Penso e ripenso a queste perle. Quelle che Gesù dice che non vanno gettate ai porci... Questa parola può essere interpretata male, se uno pensa che si tratti della chiusura alle persone che ci capita di incontrare nella vita, e che non riconoscono il tesoro che noi vogliamo porgere loro. Se pensiamo così, questa frase ci porta sostanzialmente a vivere "camminando sulle uova", per distinguere che cosa, quando e perché dire/dare a qualcuno piuttosto che a qualcun altro. E diventa una vita invivibile e non raramente contrassegnata dalla paura di fidarsi e chi ne ha più, ne metta. Indubbiamente abbiamo a che fare con un invito da parte del Signore, di essere prudenti, perché resta vero che nella vita non tutte le cose vanno consegnate a tutti: altrimenti saremmo inevitabilmente vittime di "abusi" a cui involontariamente ci esporremmo. Va bene essere aperti e spontanei, al di là dei calcoli nelle nostre relazioni, ma è importante sapere anche maturare quel grado di apertura e spontaneità che interiormente ci permetterà di discernere dove inizia il nostro confine. Il confine di una persona è quel limite, insito nella natura umana, che segna un oltre, che appartiene solo al "tu per tu" nostro con Dio. Ecco grosso modo il senso di ciò che ci vuole dire il Signore. 

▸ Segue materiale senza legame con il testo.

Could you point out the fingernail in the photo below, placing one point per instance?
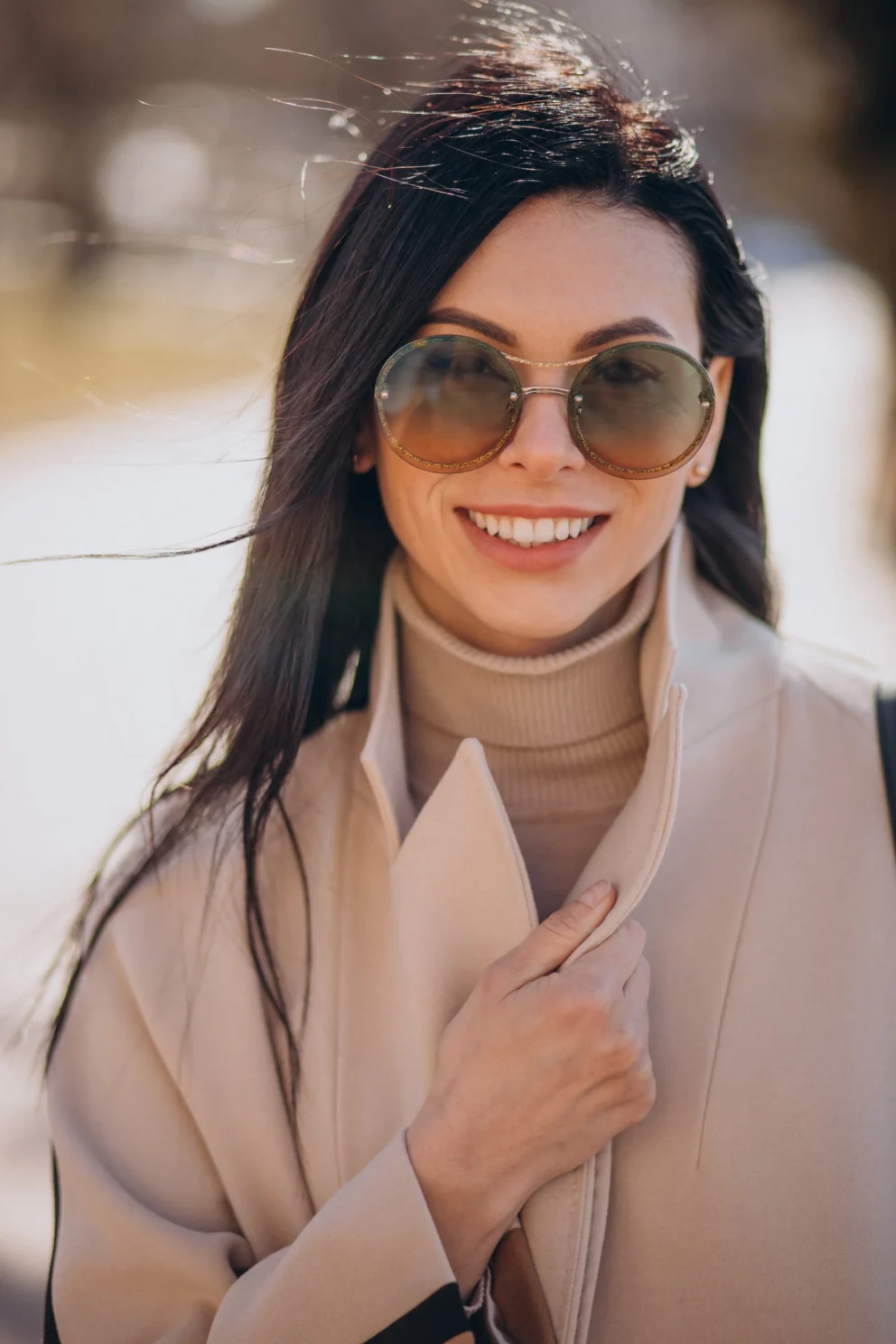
(597, 895)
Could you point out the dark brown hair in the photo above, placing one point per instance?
(535, 109)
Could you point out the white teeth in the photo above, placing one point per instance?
(526, 531)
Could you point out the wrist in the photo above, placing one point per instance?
(469, 1207)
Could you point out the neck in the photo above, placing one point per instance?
(465, 625)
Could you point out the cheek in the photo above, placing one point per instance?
(648, 517)
(410, 498)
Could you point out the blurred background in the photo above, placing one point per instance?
(165, 168)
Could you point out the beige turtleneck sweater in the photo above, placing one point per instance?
(565, 734)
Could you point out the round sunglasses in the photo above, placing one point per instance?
(450, 404)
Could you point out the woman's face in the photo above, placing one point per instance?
(554, 275)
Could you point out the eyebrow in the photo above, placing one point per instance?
(600, 336)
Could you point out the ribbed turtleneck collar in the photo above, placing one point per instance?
(553, 700)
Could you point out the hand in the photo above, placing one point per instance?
(537, 1073)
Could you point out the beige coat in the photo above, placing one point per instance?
(757, 1204)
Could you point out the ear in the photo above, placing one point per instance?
(722, 369)
(364, 456)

Ma c'è dell'altro. C'è da dire che la perla nasce in una conchiglia da un disturbo, da un corpo estraneo, che non viene rifiutato, ma rivestito della sostanza che riveste la stessa conchiglia. Pensiamo che cosa questo significhi per noi... è automatico voler rimuovere cose/persone che ci danno disturbo. Che succederebbe se, soprattutto per le persone, invece di rifiutare, come potrebbe fare la conchiglia con il granello di sabbia, le tenessimo dentro, permettendo che ci diano un po' di fastidio (forse cogliendo l'occasione di andare in profondità, per vedere cosa e per quale motivo realmente ci dà fastidio, per perdonare?)? Ci viene in aiuto Etty Hillesum, quando scrive: Accogliere l'altro nel proprio spazio interiore e lì lasciare che fiorisca, dargli un posto dove possa crescere e svilupparsi. Vivere davvero insieme all'altro, anche se non lo si vede per anni, lasciare che l'altro ci continui a vivere dentro e vivere con lui, questa è la cosa essenziale. E così si può continuare a vivere insieme a qualcuno, al riparo dagli eventi esteriori di questa vita. Ciò è una grande responsabilità. 

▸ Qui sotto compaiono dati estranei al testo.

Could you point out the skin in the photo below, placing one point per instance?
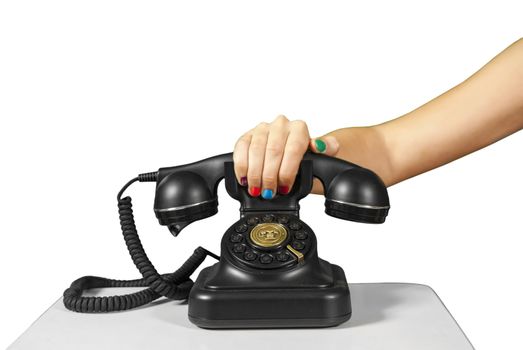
(483, 109)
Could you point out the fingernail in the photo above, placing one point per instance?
(320, 145)
(254, 191)
(267, 194)
(283, 189)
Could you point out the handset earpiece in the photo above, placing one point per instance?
(187, 193)
(181, 198)
(351, 192)
(357, 194)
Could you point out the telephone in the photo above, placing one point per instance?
(269, 274)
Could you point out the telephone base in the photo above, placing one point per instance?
(270, 307)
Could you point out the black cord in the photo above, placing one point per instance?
(176, 285)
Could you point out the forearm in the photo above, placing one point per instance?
(480, 111)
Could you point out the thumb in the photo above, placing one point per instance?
(326, 145)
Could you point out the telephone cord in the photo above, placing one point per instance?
(176, 285)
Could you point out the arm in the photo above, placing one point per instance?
(483, 109)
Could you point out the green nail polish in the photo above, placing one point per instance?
(320, 145)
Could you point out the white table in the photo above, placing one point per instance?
(385, 316)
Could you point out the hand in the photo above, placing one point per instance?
(267, 158)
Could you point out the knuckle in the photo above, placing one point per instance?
(296, 149)
(286, 177)
(299, 125)
(281, 119)
(262, 126)
(269, 181)
(274, 151)
(253, 178)
(256, 148)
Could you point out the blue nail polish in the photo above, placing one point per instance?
(267, 194)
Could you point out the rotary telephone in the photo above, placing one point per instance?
(269, 274)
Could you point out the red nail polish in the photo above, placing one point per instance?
(283, 189)
(255, 191)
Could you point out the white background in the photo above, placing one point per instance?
(94, 92)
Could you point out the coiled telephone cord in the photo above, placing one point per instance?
(176, 285)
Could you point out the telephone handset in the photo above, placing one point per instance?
(269, 273)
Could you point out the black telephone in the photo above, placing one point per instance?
(269, 274)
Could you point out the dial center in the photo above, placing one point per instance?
(268, 235)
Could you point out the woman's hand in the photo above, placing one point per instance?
(267, 158)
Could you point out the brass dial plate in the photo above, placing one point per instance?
(268, 235)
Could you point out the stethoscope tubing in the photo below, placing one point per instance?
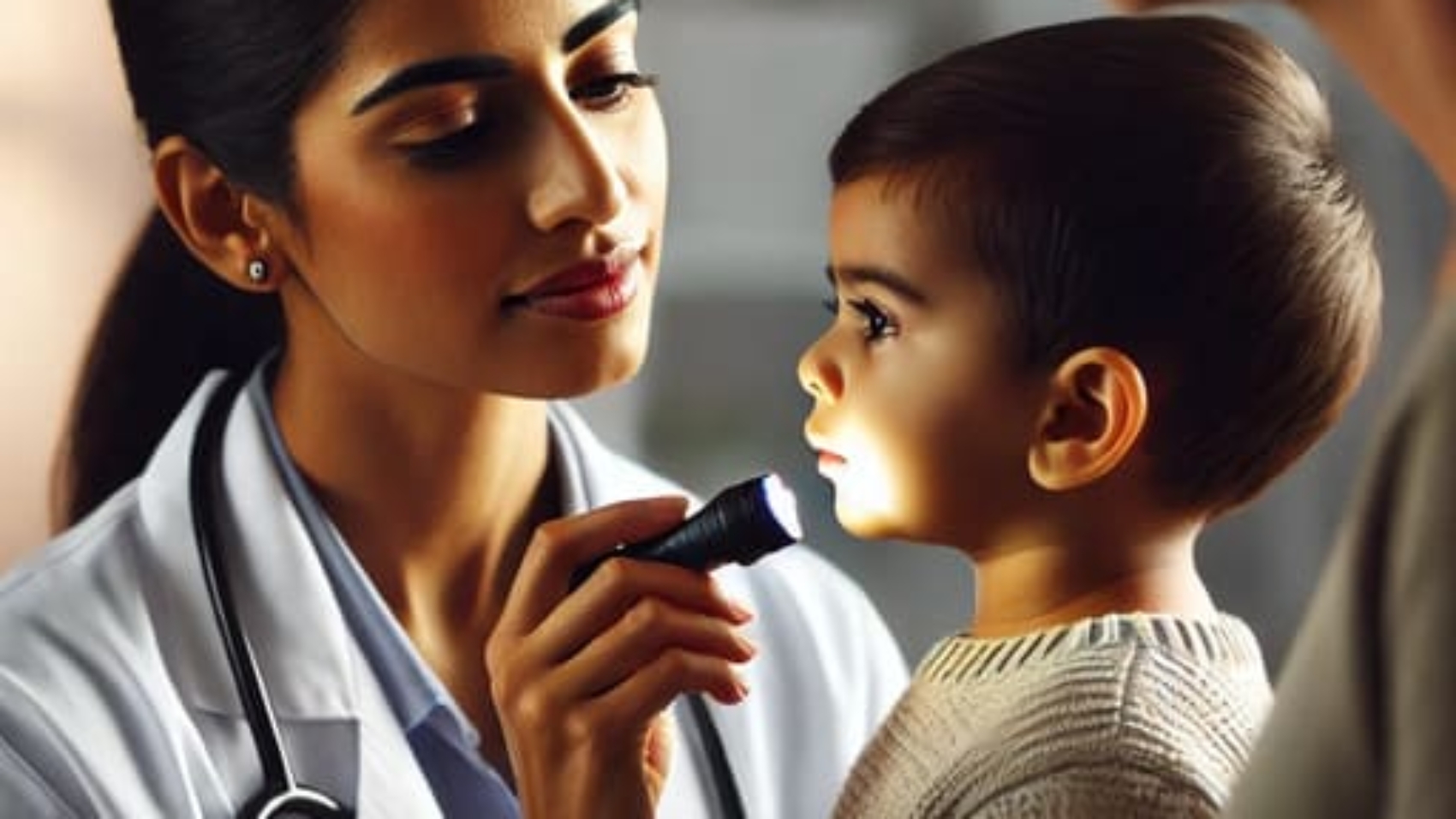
(280, 792)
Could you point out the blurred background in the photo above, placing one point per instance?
(755, 91)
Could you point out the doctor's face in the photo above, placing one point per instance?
(480, 188)
(919, 420)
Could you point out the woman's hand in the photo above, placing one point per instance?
(582, 678)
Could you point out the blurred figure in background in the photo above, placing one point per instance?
(1364, 719)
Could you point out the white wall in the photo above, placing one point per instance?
(72, 187)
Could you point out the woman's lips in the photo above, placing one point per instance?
(586, 292)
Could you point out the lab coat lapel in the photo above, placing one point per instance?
(330, 707)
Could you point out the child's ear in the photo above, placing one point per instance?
(223, 226)
(1096, 405)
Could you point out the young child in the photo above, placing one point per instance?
(1094, 286)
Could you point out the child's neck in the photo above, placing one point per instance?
(1037, 588)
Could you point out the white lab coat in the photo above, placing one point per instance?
(116, 702)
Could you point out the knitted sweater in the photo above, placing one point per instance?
(1120, 716)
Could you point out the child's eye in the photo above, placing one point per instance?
(612, 91)
(877, 324)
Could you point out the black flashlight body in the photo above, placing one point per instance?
(738, 525)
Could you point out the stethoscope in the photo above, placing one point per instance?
(281, 794)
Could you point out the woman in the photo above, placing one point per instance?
(451, 214)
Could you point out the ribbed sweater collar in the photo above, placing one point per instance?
(1208, 642)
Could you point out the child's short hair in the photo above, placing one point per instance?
(1165, 185)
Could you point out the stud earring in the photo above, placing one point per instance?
(258, 272)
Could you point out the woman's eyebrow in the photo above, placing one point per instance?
(433, 73)
(596, 22)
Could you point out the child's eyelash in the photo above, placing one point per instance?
(877, 322)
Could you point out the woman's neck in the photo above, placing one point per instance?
(434, 493)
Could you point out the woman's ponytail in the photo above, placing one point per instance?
(164, 324)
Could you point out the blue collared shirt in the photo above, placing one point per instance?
(445, 742)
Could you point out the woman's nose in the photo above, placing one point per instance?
(577, 178)
(817, 375)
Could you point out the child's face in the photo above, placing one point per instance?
(919, 420)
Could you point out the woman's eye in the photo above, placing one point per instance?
(611, 91)
(451, 151)
(875, 324)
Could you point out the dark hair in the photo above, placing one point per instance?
(1165, 185)
(229, 76)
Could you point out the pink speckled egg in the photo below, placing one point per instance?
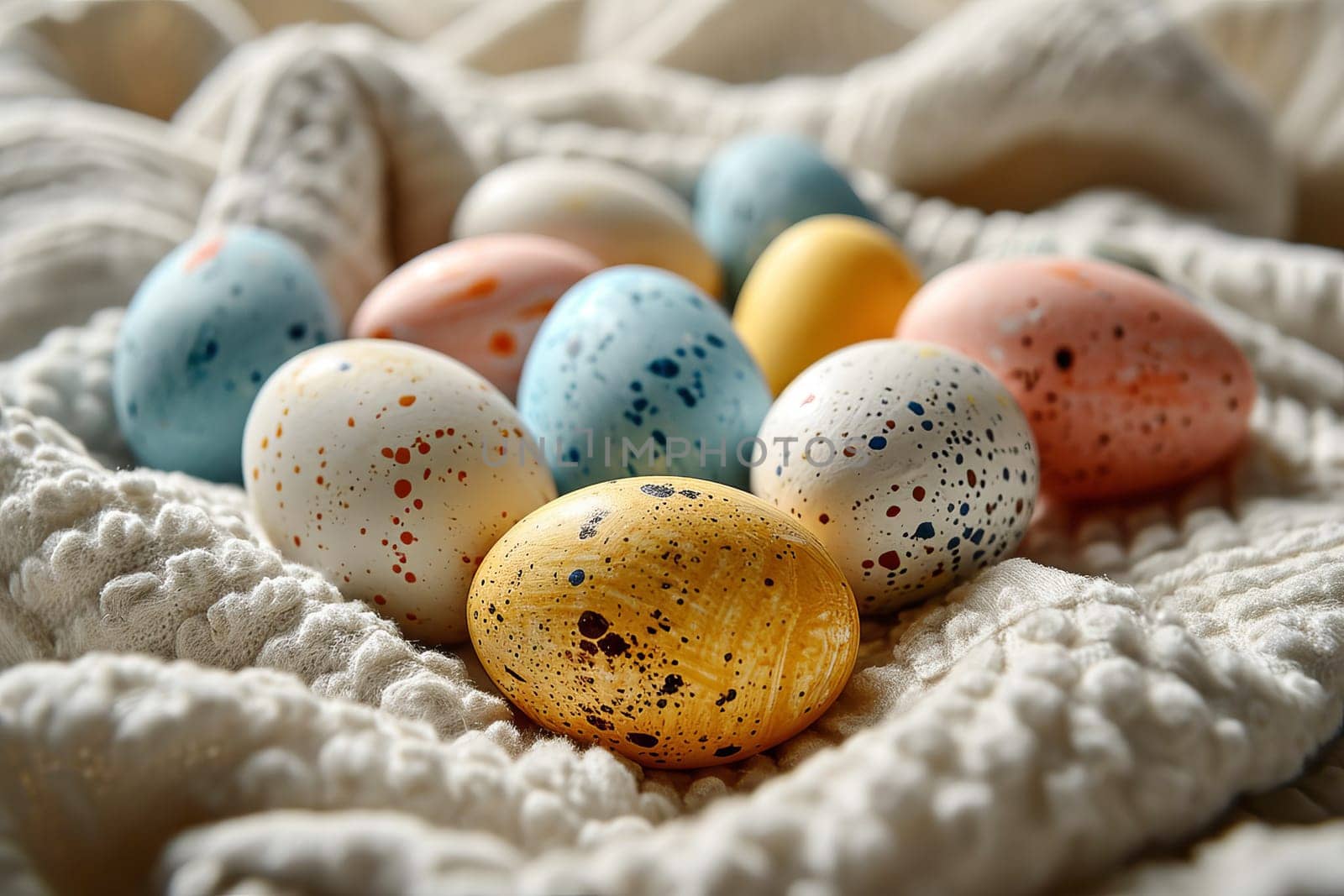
(1126, 385)
(391, 470)
(479, 300)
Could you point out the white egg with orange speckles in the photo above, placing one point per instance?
(391, 469)
(909, 461)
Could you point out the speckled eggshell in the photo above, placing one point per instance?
(678, 622)
(640, 355)
(824, 284)
(376, 463)
(933, 473)
(759, 186)
(208, 324)
(1128, 387)
(477, 300)
(618, 214)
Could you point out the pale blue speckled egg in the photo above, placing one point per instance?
(213, 320)
(757, 187)
(638, 372)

Allora ogni perla che noi "gettiamo", purché non ai porci, significherebbe condivisione di un dolore che viene trasformato nella grazia di accoglienza, nella gioia che ne viene. E sarebbe condivisione della vittoria della vita sulla morte, dell'accoglienza sul rifiuto. Gettare questa perla fuori di sé significherebbe raccontare che ogni cosa nella nostra vita ha un senso più profonda nell'ottica di Dio. E forse potrebbe produrre altre perle, nelle persone-conchiglie, che smetterebbero di rigettare le cose/le persone della loro vita, trasformandole in spazi di guarigione.
Ma per far questo, occorre che diventiamo conchiglie: capaci di apertura e di chiusura al momento opportuno. Perché la perla si forma nel silenzio del dialogo quotidiano con Dio, laddove sono nascosti i segreti del Re, che, appunto non vanno gettati ai porci. 

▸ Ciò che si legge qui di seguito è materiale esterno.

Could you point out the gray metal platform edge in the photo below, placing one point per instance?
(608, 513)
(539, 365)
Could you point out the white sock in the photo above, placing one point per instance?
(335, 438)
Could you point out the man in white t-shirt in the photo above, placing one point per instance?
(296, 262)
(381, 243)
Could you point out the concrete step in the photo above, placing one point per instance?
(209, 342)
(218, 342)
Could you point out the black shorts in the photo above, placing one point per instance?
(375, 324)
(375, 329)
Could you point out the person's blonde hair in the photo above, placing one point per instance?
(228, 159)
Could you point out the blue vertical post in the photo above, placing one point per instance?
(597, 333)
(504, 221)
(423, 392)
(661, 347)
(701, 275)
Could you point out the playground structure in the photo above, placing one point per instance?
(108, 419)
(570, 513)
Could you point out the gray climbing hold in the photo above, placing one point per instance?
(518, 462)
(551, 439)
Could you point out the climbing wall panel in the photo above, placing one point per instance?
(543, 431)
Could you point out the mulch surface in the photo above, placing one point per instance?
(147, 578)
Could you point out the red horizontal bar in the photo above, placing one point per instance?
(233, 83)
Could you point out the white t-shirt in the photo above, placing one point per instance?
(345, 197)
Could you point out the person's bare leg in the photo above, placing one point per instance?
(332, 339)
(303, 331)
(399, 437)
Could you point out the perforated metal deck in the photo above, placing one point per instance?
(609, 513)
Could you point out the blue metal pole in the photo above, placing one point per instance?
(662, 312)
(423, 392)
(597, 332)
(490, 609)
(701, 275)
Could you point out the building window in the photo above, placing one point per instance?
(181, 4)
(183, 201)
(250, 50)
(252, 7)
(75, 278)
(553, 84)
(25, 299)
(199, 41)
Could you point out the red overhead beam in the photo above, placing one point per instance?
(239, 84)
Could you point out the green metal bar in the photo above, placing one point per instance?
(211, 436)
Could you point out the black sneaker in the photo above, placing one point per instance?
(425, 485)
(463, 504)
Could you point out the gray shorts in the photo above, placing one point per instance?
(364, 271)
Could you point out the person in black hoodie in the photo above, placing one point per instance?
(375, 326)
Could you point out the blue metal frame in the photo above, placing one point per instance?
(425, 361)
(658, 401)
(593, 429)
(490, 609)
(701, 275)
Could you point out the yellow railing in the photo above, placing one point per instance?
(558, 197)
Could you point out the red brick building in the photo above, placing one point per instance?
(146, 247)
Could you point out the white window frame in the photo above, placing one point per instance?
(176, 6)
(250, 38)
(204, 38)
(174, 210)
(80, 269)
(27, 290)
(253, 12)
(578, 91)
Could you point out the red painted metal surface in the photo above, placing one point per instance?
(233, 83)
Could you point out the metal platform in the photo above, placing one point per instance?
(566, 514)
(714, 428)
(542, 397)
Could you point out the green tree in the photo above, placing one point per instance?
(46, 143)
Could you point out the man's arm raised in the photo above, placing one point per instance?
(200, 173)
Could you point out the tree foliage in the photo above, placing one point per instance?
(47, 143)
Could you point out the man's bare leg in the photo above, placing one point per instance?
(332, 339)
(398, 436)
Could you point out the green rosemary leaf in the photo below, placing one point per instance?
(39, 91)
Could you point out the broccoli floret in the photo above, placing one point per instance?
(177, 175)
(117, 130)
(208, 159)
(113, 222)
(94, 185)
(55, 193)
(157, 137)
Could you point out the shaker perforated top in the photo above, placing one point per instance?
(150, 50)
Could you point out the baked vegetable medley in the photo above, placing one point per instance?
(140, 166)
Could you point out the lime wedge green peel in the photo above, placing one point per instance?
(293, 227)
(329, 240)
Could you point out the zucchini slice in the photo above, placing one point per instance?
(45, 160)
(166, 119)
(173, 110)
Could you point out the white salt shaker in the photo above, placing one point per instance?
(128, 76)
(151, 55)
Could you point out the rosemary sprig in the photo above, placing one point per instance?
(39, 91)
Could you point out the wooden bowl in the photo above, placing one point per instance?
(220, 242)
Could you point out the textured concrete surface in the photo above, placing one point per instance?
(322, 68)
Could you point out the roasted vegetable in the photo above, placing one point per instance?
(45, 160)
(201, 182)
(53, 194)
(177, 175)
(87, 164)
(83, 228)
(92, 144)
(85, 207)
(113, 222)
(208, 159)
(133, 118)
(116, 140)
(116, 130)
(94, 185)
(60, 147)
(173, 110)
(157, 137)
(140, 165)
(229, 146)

Questa è una grazia da chiedere, per riempire il mondo di perle, ricchezza dell'umanità.


venerdì 11 giugno 2021

sacro perché spezzato

La festa di oggi può restare sempre un appuntamento lontano, che ci parla di una realtà così mistica da sembrarci lontana. Certo, il cuore di Dio, soprattutto quello rappresentato con tanto di corona di spine e di fiamma, in mano a Gesù, resta un'icona "classica" ma spesso anche ormai incomprensibile e magari ci lamentiamo che non dice nulla alla nostra vita. Spesso infatti un'iconografia attribuita ad una realtà, ci "disturba" nella possibilità di cogliere cosa, anche oggi il Signore ci vuole comunicare. Beh, vediamo insieme che forse viene fuori qualche cosa.  Quel che dice Gesù oggi di sé o meglio del suo cuore mite ed umile, si verifica negli attimi immediatamente seguenti la morte di Gesù in croce. Una morte precoce, a quanto pare, perché il cuore gli viene trafitto proprio perché già morto. Serviva questo gesto? Pare che sia stato compiuto per accertare la morte. Ma ci sono degli studiosi che dicono che la causa immediata della morte di Gesù è stato un infarto, o meglio una rottura del cuore (ma per gli aspetti scientifici possiamo fare ricerche autonomamente). Il suo Cuore noi oggi lo festeggiamo come sacro. Sacro significa messo da parte per Dio. Strano no, che il cuore di Dio (ovvio che sia messo da parte per Dio, se è suo), non sia stato immune dalle rotture e dalla sofferenza? Beh alle volte io penso che può essere sacro solo ciò che è spezzato
La chiusura non ha nulla a che fare con Dio, il quale è relazione, è il fluire dell'amore, è un continuo dare e ricevere, che si può attuare solo attraverso delle aperture. Ecco perché ciò che è spezzato può essere sacro (ma, attenzione, non necessariamente lo è!). Le ferite, come già ha detto qualcuno, possono essere feritoie comunicanti la vita. Ecco perché si dice che dal costato del Signore con l'acqua e il sangue è sgorgata la Chiesa, il segno visibile del suo amore. E così anche la chiesa resta sacra solo quando aperta, quando disponibile per essere anche ferita, squarciata, per testimoniare questo amore. Ma veniamo a noi: a me e a te. Hai presente quel momento in cui ti è venuto proprio un "infarto", il tuo cuore è stato spezzato, ferito, quando ti sei sentito usato, quando hai sofferto? Sicuramente sì. Tutto questo è sacro, se tu ne trai vita. Se ti concentri sulla morte, la ferita va in cancrena, si diffonde su tutta la tua persona e non ti permetterà di vivere felice. Ma se tu guardi la tua ferita, il tuo essere trafitto, come occasione di apertura, di "scuola" in cui imparare qualcosa della vita, forse di apertura agli altri, ancora più sofferenti di te. Quando il Papa Francesco ci invita ad USCIRE, vuole dire proprio questo: di non rimanere chiusi, di non lasciarci rubare la possibilità di purificare la nostra vita. Uscire e far entrare aria nuova, lasciare che con essa la ferita, che è luogo di passaggio, sia guarita e diventi apertura per la luce, per l'acqua pura, per quest'aria, per le persone bisognose della nostra accoglienza.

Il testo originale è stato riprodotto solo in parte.